D. P.-W. : L’expérience est assez similaire avec la plupart des éditeurs. On a une certaine liberté, ils nous font confiance. La relation entre éditeur et traducteur doit être une relation de confiance, c’est ce que je pense. Le travail du correcteur est aussi important : après quatre étapes de travail, on ne voit plus le texte, on ne le lit plus parce qu’on le connaît trop, alors les suggestions du correcteur sont très utiles. Même s’il faut parfois faire attention à ne pas laisser le sens glisser car les correcteurs en général ne lisent que le texte français et n’ont pas accès à l’original. L’éditeur n’intervient pas directement, il peut parfois faire des commentaires et je suis toujours disponible pour répondre à des questions. Généralement c’est l’éditeur qui a le dernier mot pour le titre par exemple. Ma dernière traduction parue est Le Goûter du lion d’Ogawa Ito (Editions Picquier, 2022). C’est un honneur, mais aussi une responsabilité car c’est un phénomène en France et ses livres sont très attendus.
Je viens de rendre un nouveau recueil de nouvelles pour le même éditeur, dans une autre collection que celle sous la direction de Sekiguchi Ryôko dans laquelle j’ai traduit Je mange bien, ne t’en fais pas, Quatre récits de cœur et de cuisine, d’Inoue Areno, Mori Eto, Ekuni Kaori et Kakuta Mitsuyo (2021) et Les Herbes sauvages, récits d’un cuisinier, de Nakahigashi Hisao, avec Sekiguchi Ryôko (2022).
Vous ne voudriez pas proposer certains livres aux éditeurs ?

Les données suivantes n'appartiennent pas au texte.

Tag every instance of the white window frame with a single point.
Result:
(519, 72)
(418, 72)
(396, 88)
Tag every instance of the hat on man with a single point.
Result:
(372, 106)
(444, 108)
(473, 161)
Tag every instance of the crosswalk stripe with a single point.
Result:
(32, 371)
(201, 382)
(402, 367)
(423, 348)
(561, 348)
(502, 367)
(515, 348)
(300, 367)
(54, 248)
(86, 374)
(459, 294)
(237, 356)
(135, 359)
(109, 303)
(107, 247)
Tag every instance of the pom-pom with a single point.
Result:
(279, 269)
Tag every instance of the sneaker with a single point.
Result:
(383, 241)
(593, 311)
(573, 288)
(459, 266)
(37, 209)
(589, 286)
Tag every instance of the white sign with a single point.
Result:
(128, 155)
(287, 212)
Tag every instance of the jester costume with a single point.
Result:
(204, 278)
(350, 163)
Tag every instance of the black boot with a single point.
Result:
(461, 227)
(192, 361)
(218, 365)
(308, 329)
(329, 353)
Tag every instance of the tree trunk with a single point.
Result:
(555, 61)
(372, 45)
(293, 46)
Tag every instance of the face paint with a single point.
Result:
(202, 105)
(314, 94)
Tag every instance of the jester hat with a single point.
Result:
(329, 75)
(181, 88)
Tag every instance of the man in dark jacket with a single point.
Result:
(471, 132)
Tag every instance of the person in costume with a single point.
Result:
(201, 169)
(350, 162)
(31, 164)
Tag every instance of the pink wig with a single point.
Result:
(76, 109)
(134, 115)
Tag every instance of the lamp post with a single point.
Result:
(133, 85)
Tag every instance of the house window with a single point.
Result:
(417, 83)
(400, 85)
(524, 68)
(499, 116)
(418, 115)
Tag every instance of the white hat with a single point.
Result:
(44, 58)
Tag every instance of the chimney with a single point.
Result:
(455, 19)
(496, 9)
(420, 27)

D. P.-W. : On me demande parfois des rapports de lecture avant décision de publication, mais personnellement je n’ai encore jamais apporté moi-même de projet à un éditeur. Il y a bien sûr des livres que j’ai lus et dont je me suis dit que j’aimerais bien les traduire. Toutefois, je ne me sens pas encore en position de les proposer, je préfère attendre encore un peu d’avoir plus d’expérience. Mais je lis autant que possible, je me renseigne aussi sur les livres qui paraissent, ceux qui ont un certain écho. Je me documente beaucoup par le biais des réseaux sociaux. Mon mari japonais aussi me donne parfois des informations sur ce dont il entend parler. Et quand on va au Japon, je passe beaucoup de temps dans les librairies et je rapporte beaucoup de livres en France.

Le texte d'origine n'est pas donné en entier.